Junta leader to attend A-A Summit

Agencies, Yangon

The leader of Myanmar's ruling military government planned to
attend an Asia-Africa summit in Jakarta next week, days after
Yangon came under renewed pressure for its human rights record, a
diplomat said on Wednesday.

Myanmar has faced growing pressure not to chair the 10-member
ASEAN in 2006 after other nations in the regional grouping said
they were growing increasingly frustrated by Yangon's slow pace
of democratic reform and its treatment of political prisoners.

Foreign ministers of the Association of Southeast Asian
Nations sidestepped the issue at a gathering in the Philippines
this week by postponing a decision on whether Myanmar should
chair the group.

Senior General Than Shwe would leave for the Indonesian
capital on April 20 to attend the summit on April 23, a senior
Indonesian diplomat told Reuters.

In a separate development, a Philippine presidential palace
statement said that President Gloria Arroyo is to make a four-day
trip to Indonesia from April 21 to take part in a summit of Asian
and African countries.

Analysts and diplomats in Yangon say Than Shwe is expected to
seek bilateral meetings with ASEAN counterparts on the sidelines
of the summit to discuss the issue of Yangon's chairmanship.

An ASEAN diplomat speculated Myanmar might press ahead and
assume the grouping's rotating chair, which is based on
alphabetical order. Malaysia is the current chair.

"So far as I can see, they will not give up the chair. They
will go ahead. I'm not sure whether they will yield to outside
demands," said the diplomat who asked not to be identified.

The United States and Europe have threatened not to attend any
ASEAN meetings hosted by Myanmar. Washington has also said it
might withhold funding to several development projects in the
region, particularly in poorer Southeast Asian nations.

Europe and the United States have shunned Myanmar and slapped
sanctions on Yangon since the military government's latest
detention of Aung San Suu Kyi, a Nobel laureate, in May 2003.

ASEAN members want Yangon to put a timetable on its road map
to democracy and to free Suu Kyi.

Yangon-based analysts hold different views on the issue.

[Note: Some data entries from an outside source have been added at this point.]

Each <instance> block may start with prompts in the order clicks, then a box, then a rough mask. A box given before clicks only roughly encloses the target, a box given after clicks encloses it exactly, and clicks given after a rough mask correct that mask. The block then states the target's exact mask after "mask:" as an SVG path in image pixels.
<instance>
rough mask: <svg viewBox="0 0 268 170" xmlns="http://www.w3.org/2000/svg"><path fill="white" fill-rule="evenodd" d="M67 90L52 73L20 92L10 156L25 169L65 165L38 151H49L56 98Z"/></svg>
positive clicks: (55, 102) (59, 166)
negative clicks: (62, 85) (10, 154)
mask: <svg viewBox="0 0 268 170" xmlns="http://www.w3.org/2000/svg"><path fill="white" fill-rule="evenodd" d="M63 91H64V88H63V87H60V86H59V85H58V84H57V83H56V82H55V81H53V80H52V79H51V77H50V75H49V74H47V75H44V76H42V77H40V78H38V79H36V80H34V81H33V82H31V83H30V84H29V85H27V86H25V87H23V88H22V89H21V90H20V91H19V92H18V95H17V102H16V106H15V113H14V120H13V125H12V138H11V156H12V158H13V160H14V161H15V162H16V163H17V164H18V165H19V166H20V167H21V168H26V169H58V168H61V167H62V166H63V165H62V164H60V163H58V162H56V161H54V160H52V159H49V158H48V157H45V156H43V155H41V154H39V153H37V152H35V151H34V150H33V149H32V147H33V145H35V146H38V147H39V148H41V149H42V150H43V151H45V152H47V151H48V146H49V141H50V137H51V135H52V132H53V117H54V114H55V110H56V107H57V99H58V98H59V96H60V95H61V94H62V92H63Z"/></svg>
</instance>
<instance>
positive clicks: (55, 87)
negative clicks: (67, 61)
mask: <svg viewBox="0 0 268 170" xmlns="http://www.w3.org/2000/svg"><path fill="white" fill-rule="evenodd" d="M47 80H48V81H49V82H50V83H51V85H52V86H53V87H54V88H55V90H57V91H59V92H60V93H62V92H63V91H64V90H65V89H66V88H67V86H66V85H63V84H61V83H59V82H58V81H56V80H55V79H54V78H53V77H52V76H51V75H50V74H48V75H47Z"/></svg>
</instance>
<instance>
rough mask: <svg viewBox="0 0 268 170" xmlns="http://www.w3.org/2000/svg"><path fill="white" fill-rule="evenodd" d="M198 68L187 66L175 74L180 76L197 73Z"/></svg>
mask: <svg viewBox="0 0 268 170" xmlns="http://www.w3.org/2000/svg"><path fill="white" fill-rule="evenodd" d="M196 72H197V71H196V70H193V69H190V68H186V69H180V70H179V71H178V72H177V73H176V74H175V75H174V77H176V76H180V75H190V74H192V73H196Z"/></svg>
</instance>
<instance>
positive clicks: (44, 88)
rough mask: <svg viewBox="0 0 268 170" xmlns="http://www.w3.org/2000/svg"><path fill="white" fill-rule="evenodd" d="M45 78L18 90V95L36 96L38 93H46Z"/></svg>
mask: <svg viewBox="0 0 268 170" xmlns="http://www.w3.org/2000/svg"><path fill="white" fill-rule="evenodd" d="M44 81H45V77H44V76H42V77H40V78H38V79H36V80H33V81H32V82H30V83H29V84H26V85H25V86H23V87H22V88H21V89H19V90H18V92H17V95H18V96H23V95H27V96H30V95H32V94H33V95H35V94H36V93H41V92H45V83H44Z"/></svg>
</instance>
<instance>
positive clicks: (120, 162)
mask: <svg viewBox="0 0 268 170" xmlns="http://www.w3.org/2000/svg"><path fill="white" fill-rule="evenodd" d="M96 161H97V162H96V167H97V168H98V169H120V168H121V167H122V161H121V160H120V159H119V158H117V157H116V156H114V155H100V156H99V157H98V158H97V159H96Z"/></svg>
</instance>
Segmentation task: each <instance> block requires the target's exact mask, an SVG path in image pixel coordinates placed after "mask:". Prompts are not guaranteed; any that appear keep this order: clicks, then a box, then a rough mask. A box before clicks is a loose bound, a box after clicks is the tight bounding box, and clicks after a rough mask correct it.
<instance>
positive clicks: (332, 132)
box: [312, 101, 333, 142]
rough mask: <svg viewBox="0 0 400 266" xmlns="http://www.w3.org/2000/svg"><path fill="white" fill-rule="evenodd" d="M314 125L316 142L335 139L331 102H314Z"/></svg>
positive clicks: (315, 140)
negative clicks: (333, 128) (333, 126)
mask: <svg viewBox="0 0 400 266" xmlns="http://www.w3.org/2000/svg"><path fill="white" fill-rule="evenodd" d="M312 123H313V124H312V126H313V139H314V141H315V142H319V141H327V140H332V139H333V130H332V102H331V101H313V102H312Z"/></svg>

"They have three options: give in to outside demands and take
the chair, take the chair without doing anything, or give up the
chair on a reasonable pretext," a local analyst said.

"The first choice is most unlikely. They don't want to release
her (Suu Kyi) before they finish drawing up the constitution," he
said, referring to a drawn-out process to draft a new charter and
called a sham by the West.

"If they choose the second option, there will be some
complicated consequences for the whole group."

"We think they are likely to give up the chair, citing they
are very busy and preoccupied with implementing the political
road map," said the analyst in Yangon on Wednesday.

Singapore Foreign Minister George Yeo said on Monday it would
be better for Myanmar to make a decision soon to avoid dragging
ASEAN into Yangon's domestic politics.

Singapore and several other ASEAN members have shown signs of
impatience with Yangon's slow reform progress, in a rare breach
of the group's long-held principle of non-interference in
members' internal affairs.

Yangon has promised to bring the country back to democracy
through a series of reforms based on a seven-stage roadmap laid
out in 2003 by then prime minister Khin Nyunt, who was purged
last October.

ASEAN comprises Brunei, Cambodia, Indonesia, Laos, Malaysia,
Myanmar, the Philippines, Singapore, Thailand and Vietnam.